Amaya CEO David Baazov is Bullish on Company’s Stocks, Snaps Up Paper Following Price Drop
Posted on: November 18, 2015, 11:37h.
Last updated on: November 18, 2015, 12:13h.
David Baazov has been called the “King of Online Gambling” by Forbes, and now the 35-year-old Amaya CEO is hoping to prove his business savvy and managing of the largest poker network in the world will translate to big gains on Wall Street.
After Amaya slashed its 2015 economic earnings forecast on the heels of a stronger US dollar, shares of the company plummeted on both the Toronto and NASDAQ stock exchanges.
Investors fled the gaming conglomerate, fearing the strengthening American currency wasn’t the only culprit responsible for a 13 percent revenues cutback projection.
Baazov isn’t fazed, and is out to prove investors wrong. Just two days after Amaya stock fell 30 percent, the Canadian CEO purchased 60,000 common shares on the Toronto Stock Exchange at CA$20.30 ($15.22) per share for a transaction total of $912,798.
Fools Rush In
Several market analysts agree with Baazov that Amaya is ripe for picking by capitalists looking for a growth stock with considerable potential. One of those experts is Nelson Smith, a writer for The Motley Fool in Canada.
“Between its PokerStars and Full Tilt Poker platforms, it commands about 70 percent of the market,” Smith writes on the investing website. “That’s the kind of market share any investor likes to see.”
Smith does raise concerns over Amaya’s massive debt, primarily the fact that it’s in American currency, meaning continued strengthening of the US dollar would prolong the company’s fulfilling of those obligations.
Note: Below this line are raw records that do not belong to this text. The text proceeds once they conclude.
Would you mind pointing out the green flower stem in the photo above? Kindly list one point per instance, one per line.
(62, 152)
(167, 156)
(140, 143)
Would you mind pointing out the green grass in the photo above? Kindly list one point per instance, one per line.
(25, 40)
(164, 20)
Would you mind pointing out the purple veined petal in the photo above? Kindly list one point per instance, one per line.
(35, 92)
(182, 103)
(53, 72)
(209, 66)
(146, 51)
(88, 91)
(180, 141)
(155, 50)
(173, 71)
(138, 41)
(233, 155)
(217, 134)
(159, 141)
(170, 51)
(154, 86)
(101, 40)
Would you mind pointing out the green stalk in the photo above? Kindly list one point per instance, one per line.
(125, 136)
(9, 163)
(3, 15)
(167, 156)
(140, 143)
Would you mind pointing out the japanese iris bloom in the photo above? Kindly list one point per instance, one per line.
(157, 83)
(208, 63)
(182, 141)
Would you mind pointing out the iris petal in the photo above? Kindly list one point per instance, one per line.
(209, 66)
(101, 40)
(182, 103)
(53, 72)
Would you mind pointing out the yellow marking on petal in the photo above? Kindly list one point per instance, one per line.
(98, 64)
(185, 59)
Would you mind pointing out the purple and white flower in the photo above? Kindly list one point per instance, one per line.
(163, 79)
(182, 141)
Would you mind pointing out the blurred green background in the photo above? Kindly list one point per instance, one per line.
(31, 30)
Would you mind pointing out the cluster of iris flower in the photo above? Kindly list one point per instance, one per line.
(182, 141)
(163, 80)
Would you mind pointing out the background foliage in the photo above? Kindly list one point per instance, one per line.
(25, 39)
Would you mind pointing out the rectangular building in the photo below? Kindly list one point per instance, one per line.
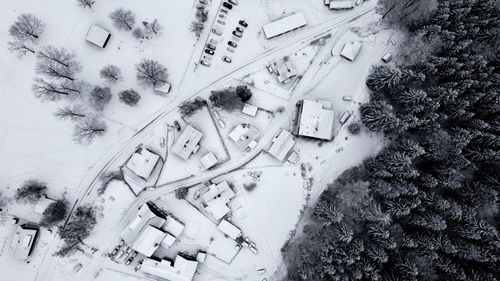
(284, 25)
(188, 142)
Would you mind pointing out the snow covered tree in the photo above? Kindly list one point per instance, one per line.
(86, 130)
(71, 112)
(123, 19)
(129, 97)
(111, 73)
(31, 191)
(27, 27)
(21, 48)
(151, 73)
(99, 97)
(85, 3)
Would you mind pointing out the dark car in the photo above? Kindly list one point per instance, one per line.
(243, 23)
(237, 33)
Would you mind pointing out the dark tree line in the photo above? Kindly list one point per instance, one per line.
(425, 208)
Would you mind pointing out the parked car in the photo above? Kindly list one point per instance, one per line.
(177, 125)
(243, 23)
(205, 63)
(216, 31)
(237, 33)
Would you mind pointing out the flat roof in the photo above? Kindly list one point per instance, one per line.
(284, 25)
(97, 35)
(181, 269)
(142, 162)
(187, 143)
(315, 121)
(22, 242)
(229, 229)
(282, 144)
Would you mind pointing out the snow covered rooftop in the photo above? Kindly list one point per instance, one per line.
(187, 142)
(208, 161)
(216, 199)
(181, 269)
(142, 162)
(351, 50)
(282, 144)
(22, 242)
(314, 120)
(284, 25)
(229, 229)
(98, 36)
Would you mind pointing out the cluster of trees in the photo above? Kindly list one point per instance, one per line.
(76, 231)
(200, 17)
(426, 208)
(33, 191)
(124, 19)
(231, 98)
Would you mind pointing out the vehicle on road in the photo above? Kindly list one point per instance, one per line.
(237, 33)
(243, 23)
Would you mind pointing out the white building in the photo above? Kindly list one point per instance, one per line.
(98, 36)
(314, 119)
(187, 143)
(181, 269)
(281, 145)
(208, 161)
(216, 199)
(351, 50)
(244, 136)
(229, 229)
(142, 162)
(22, 242)
(284, 25)
(150, 229)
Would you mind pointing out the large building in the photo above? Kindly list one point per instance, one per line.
(314, 119)
(182, 269)
(151, 229)
(216, 199)
(142, 162)
(187, 143)
(281, 145)
(22, 242)
(284, 25)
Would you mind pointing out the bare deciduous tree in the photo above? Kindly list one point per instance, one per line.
(99, 97)
(72, 112)
(123, 19)
(85, 3)
(21, 48)
(151, 73)
(111, 73)
(27, 27)
(89, 128)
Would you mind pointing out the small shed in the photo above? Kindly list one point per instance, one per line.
(98, 36)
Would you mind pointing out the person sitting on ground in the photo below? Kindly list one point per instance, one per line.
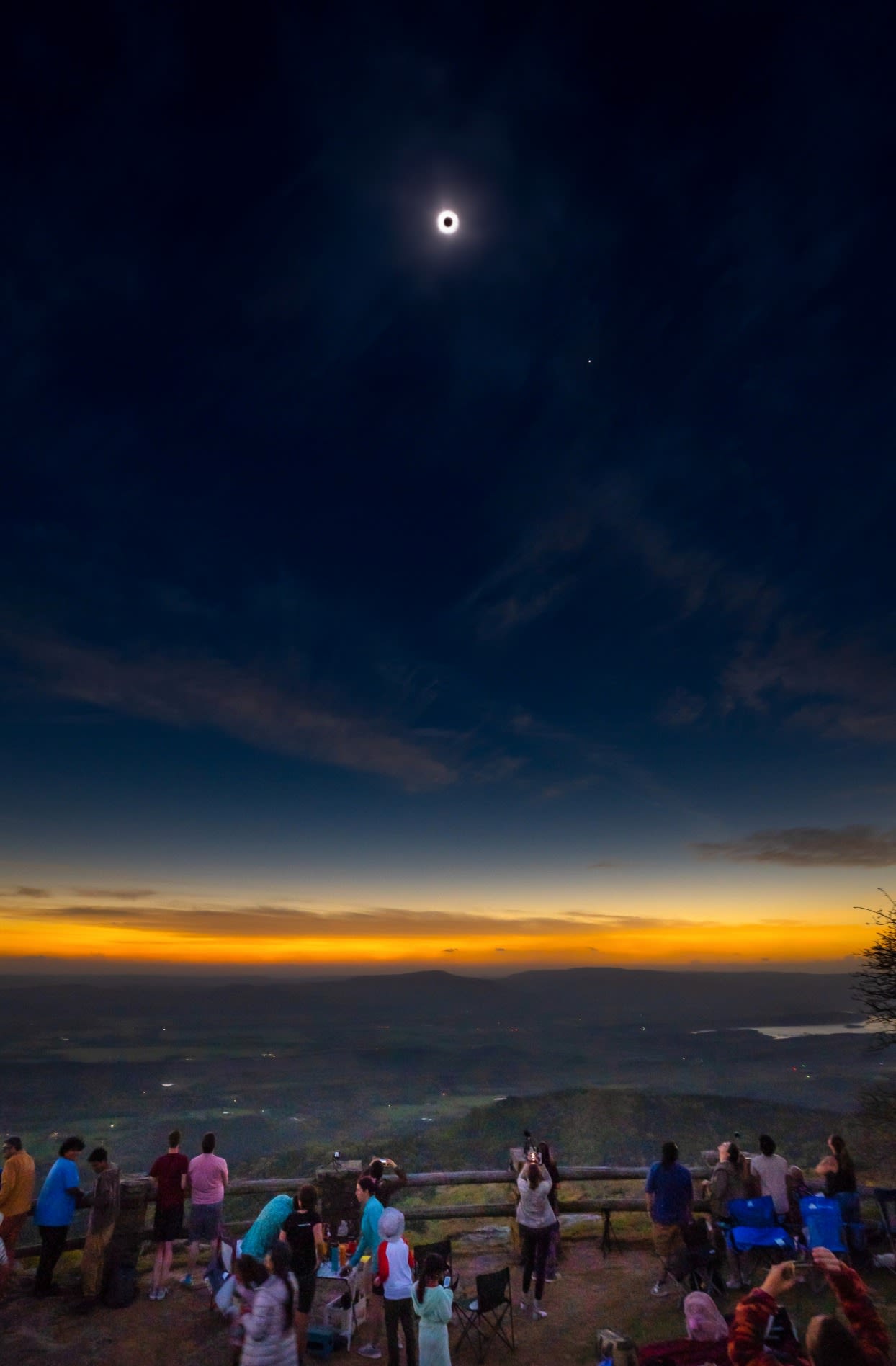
(838, 1169)
(828, 1340)
(17, 1197)
(303, 1234)
(269, 1326)
(553, 1249)
(432, 1303)
(771, 1169)
(105, 1202)
(369, 1244)
(207, 1178)
(170, 1174)
(61, 1195)
(395, 1274)
(390, 1184)
(670, 1192)
(536, 1221)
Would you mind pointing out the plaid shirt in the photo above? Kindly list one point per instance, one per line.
(746, 1344)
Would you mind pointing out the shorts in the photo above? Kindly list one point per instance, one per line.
(668, 1239)
(169, 1224)
(205, 1223)
(308, 1285)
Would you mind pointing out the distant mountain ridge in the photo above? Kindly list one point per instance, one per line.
(596, 996)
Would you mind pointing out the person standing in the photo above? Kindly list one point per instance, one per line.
(390, 1178)
(369, 1242)
(56, 1205)
(839, 1174)
(207, 1179)
(105, 1201)
(395, 1267)
(536, 1221)
(303, 1234)
(771, 1169)
(170, 1174)
(434, 1306)
(17, 1195)
(670, 1192)
(553, 1250)
(266, 1228)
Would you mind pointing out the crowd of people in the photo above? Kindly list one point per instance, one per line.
(271, 1293)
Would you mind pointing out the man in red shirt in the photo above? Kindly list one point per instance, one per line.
(170, 1174)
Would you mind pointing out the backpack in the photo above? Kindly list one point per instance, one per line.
(120, 1288)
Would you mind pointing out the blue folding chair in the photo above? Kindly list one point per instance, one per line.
(824, 1224)
(753, 1227)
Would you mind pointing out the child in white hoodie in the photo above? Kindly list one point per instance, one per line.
(395, 1274)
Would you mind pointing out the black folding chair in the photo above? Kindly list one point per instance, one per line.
(887, 1204)
(484, 1316)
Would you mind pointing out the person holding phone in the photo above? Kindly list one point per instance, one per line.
(828, 1340)
(536, 1221)
(434, 1300)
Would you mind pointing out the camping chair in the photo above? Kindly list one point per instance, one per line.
(753, 1227)
(485, 1313)
(887, 1204)
(443, 1249)
(824, 1226)
(694, 1264)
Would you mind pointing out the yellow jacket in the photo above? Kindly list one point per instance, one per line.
(17, 1187)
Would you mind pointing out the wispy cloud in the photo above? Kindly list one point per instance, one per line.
(844, 690)
(286, 718)
(853, 846)
(684, 708)
(137, 893)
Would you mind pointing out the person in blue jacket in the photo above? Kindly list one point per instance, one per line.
(369, 1242)
(55, 1210)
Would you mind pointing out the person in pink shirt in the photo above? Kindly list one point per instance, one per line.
(207, 1178)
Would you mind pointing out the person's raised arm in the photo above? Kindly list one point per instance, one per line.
(851, 1291)
(746, 1342)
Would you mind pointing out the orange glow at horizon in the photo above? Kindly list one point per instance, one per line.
(519, 943)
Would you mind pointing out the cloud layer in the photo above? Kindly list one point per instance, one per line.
(809, 846)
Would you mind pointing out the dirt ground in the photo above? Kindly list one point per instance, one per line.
(593, 1293)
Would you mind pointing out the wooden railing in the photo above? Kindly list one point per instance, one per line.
(143, 1195)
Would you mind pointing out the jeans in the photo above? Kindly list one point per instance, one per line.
(400, 1311)
(53, 1247)
(536, 1244)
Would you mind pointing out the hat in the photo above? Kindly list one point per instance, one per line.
(705, 1323)
(391, 1223)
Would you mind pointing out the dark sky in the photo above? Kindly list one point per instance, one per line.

But potential growth outweighs the debt risks, at least in Smith and Baazov’s eyes.
“I like when management owns a large position in the stock since they’ll likely be motivated to increase the price,” Smith concludes.
Before you go all-in on Amaya, be warned that The Motley Fool also published an article titled “Why I Just Made a Big Bet on Amaya Inc.” just hours before the stock lost 30 cents on the dollar.
Writer Benjamin Sinclair made the ill-timed post, and admitted to his error two days later by saying, “My timing could not have been worse.” But like Smith and Baazov, he too believes investors overreacted to the 13 percent earnings reduction and the stock is now a bargain.
“For these reasons, I have increased my position in Amaya,” Sinclair said on his doubling down. “So far, I am wrong on my bet, but I believe the opportunity is even more attractive.”
Zacks Investment Research disagrees with the aforementioned pundits, its independent analysts downgrading Amaya from a “hold” to “sell” rating on Monday.
That might be bad news for Baazov, who owns 12 percent of Amaya’s issued and outstanding common shares, as well as for Smith and Sinclair who also own its stock, albeit on a much smaller scale.
Amaya has slightly rebounded, the stock trading on Wednesday at around $16 on NASDAQ, up about $1 since it reached its cheapest valuation since acquiring PokerStars and Full Tilt in June of 2014.
Perhaps the most famous investor of our time said it best: “It’s far better to buy a wonderful company at a fair price than a fair company at a wonderful price,” Warren Buffett once stated.
The challenge now is determining if Amaya is a wonderful or fair company.